MATERIALS AND METHODS

Patients and samples

A total of 407 RNA-sequencing profiles (375 GC samples and 32 nontumor samples) and the corresponding clinical information were downloaded from The Cancer Genome Atlas (TCGA) (https://portal.gdc.cancer.gov/, up to October 1, 2019, Supplementary Tables 1 and 2). We obtained DNA methylation profiles from the University of California Santa Cruz Cancer Browser (https://xena.ucsc.edu/), including the analysis of 397 patients with Illumina Infinium Human Methylation 450 platform. Methylation levels were quantified using beta values ranging from 0 to 1 (unmethylated to totally methylated). Samples with a follow-up time of less than 30 d or with a lack of clinical survival information were excluded. Probes for which CpG data were missing in more than 70% of the samples were removed. The K-nearest neighbors imputation procedure was used to impute the remaining probes with data not available. The ComBat algorithm in the sva R package[15]was used to remove batch effects by integrating all DNA methylation array data and incorporating batch and patient clinical information. Data with unstable methylation sites (CpGs in sex chromosomes and single nucleotide polymorphisms) were removed from the dataset.
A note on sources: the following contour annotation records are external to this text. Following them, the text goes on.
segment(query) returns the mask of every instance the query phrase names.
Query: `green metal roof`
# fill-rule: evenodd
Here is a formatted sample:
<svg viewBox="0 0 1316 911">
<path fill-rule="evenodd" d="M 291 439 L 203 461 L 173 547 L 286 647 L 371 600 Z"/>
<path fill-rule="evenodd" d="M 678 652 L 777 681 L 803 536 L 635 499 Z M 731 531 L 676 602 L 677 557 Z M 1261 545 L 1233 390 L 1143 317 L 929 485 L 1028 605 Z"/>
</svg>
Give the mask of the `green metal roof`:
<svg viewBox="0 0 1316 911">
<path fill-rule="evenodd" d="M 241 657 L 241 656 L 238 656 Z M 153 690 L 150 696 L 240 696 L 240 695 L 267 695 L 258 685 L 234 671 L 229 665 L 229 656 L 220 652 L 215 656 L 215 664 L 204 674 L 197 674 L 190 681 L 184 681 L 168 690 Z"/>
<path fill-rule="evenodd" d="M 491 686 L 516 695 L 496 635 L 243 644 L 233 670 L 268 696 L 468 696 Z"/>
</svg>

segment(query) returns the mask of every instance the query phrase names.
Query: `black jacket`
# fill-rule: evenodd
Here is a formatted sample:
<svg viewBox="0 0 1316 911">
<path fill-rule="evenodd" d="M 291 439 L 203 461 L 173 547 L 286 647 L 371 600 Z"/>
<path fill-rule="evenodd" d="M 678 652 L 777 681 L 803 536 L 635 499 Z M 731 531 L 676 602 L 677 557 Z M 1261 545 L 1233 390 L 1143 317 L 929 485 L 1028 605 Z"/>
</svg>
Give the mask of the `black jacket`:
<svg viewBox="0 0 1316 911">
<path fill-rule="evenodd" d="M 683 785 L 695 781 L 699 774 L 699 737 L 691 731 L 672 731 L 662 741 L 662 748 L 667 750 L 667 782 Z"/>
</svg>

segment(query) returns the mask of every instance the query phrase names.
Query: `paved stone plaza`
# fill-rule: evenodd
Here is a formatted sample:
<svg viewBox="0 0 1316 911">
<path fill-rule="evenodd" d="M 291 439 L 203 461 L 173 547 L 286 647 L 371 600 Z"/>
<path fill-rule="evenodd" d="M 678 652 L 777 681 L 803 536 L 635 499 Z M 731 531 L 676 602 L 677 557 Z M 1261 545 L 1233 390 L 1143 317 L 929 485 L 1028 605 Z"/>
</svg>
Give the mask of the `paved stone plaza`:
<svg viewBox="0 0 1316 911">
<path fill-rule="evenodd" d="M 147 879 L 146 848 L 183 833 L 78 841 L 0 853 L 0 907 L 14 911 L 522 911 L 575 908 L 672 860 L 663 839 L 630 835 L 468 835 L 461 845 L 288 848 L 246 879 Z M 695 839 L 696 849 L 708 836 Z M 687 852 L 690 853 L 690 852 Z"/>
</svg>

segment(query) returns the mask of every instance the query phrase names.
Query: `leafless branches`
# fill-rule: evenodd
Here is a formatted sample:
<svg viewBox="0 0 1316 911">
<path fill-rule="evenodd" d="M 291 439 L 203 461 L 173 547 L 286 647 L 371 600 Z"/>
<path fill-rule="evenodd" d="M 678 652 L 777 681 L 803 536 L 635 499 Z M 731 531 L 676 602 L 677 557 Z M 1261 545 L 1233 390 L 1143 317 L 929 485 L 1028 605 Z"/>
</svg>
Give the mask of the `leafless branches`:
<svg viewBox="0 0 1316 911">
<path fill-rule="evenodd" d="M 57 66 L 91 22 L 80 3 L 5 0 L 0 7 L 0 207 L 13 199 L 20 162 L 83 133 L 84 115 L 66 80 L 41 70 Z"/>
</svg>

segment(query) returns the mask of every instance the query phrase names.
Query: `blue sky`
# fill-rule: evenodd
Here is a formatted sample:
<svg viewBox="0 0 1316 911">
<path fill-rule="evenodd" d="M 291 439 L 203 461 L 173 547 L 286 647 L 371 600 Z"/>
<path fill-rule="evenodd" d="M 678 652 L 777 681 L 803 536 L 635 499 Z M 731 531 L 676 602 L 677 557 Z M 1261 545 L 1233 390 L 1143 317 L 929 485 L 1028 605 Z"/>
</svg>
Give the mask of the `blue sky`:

CpGs in promoter regions were selected and studied because the DNA methylation level in promoter regions are associated with gene expression. Promoter regions are located 2 kb upstream to 0.5 kb downstream from transcription start sites of genes. We selected samples for which RNA-sequencing data and DNA methylation data were available. In total, 366 samples and 21121 methylation sites were included in subsequent analyses. Moreover, 366 samples were then randomly stratified into the training set (n= 183) and test set (n= 183). DNA methylation-based subgroup analysis was performed in the training set and a risk score model was built, which was subsequently validated in the test set. The study flow chart is shown in Figure 1.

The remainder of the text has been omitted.